Bilimsel olarak yapılan araştırmalardan biraz bahsedelim, Yo-yo sendromu diye adlandırılan ismi güzel gelse de hiç istemediğimiz bir tablonun ismi. Kısa sürede hızlı verilen kas ve su kaybı ile sonuçlanan diyetlerde verilen kilolar vücudun aşırı yavaşlamasına sebep oluyor. Bunun sonucunda verdiğimiz kiloyu fazlasıyla geri alıyoruz. İşte buna Yo-Yo sendromu deniyor. Pek çoğumuz kilo vermek istiyor ama korumanın kilo vermekten daha önemli olduğunu unutuyor.

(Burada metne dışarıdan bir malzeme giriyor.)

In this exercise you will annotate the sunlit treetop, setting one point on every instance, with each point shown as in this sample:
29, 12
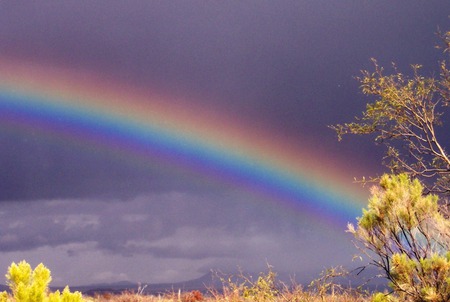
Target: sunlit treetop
407, 115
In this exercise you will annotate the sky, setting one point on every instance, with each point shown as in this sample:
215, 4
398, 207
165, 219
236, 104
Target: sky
153, 141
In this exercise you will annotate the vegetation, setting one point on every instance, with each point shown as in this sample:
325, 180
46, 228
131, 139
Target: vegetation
406, 116
27, 285
405, 235
405, 231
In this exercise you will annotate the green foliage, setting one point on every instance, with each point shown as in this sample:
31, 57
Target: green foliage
264, 289
404, 116
26, 284
29, 285
66, 296
406, 236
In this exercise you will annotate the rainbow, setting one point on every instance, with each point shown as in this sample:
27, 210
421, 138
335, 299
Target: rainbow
92, 110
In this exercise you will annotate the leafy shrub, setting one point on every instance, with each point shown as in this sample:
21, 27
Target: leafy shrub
404, 233
29, 285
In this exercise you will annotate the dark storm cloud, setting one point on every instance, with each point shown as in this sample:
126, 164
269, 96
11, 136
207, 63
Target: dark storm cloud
286, 67
168, 226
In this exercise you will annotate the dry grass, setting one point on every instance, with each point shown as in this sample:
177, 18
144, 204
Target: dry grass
292, 296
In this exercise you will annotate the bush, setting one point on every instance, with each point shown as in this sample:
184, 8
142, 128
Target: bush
405, 235
29, 285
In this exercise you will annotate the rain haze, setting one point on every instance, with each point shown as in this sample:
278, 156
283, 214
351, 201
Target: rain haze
277, 72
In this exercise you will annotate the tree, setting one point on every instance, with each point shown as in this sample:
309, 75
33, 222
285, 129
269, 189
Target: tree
405, 117
404, 234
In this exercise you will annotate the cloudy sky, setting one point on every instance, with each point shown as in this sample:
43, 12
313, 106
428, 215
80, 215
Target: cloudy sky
279, 70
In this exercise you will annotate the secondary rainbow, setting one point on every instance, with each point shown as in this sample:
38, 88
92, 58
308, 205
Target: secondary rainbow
95, 111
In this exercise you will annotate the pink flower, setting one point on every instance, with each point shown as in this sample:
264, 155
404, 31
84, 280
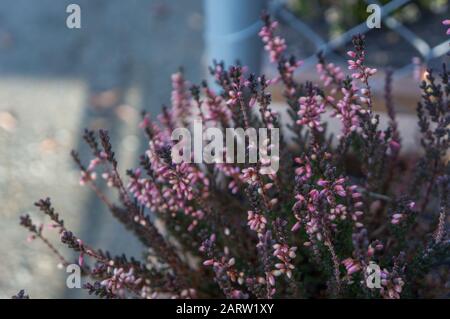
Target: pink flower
309, 113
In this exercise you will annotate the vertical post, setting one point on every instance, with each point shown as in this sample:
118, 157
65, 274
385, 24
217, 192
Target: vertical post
231, 32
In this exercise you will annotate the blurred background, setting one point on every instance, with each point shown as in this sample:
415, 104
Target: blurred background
55, 81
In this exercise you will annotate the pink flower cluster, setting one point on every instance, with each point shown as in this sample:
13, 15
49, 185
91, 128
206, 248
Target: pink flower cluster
275, 45
310, 109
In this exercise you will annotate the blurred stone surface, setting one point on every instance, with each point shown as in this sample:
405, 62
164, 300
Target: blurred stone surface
51, 80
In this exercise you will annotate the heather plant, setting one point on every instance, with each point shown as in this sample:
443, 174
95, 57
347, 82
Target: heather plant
336, 208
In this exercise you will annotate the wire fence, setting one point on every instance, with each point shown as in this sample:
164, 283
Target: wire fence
423, 49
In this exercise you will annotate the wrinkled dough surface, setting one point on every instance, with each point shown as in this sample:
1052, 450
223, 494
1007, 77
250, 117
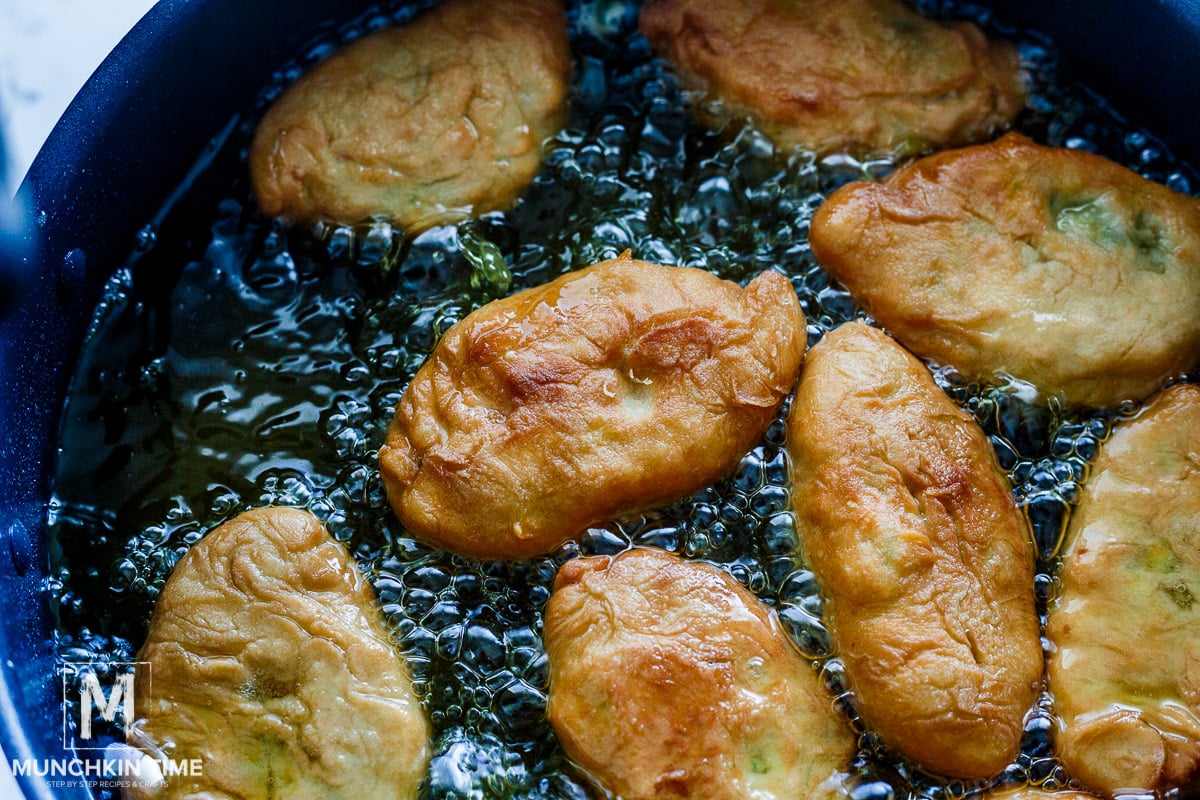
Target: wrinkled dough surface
270, 662
426, 122
925, 563
1036, 793
670, 680
1126, 625
865, 76
611, 389
1056, 266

Kilo Vermek İçin; Yüksek Protein, Düşük Karbonhidrat Doğru mu?
Asıl önemli olan soru bu… Aklımıza ilk gelen hemen karbonhidratı kesip bol bol et, yumurta saldırıp hızlı ve bir o kadar da sağlıksız kilo verimi. İlk başlarda sonuç tartıda istediğiniz gibi gözükse de bir süre sonra tartı da sonuç değişmemeye başlar. Verilen kilolar sarkmalara neden olur.
Peki, bunun sebebini hiç düşündünüz mü?
Ne kadar yeterli proteini alsanız da kasların büyük bir kısmı karbonhidrat depo şekli olan glikojen seklinde depolanır. İlk başlarda hızlı kilo vermemizin sebebi genelde budur. Yani tartıda eksileri gösteren değerler aslında vücudun kendini yemesi. Bu da bir süre sonra kasların azalmasına su kaybına ve sarkmaların oluşmasına sebep oluyor. Siz ne kadar kastan verirseniz verdiğiniz kiloyu alması bir o kadar da kolay olacaktır.
Kaybedilen kilonun yağ mı kas mı olduğunu nasıl anlarız?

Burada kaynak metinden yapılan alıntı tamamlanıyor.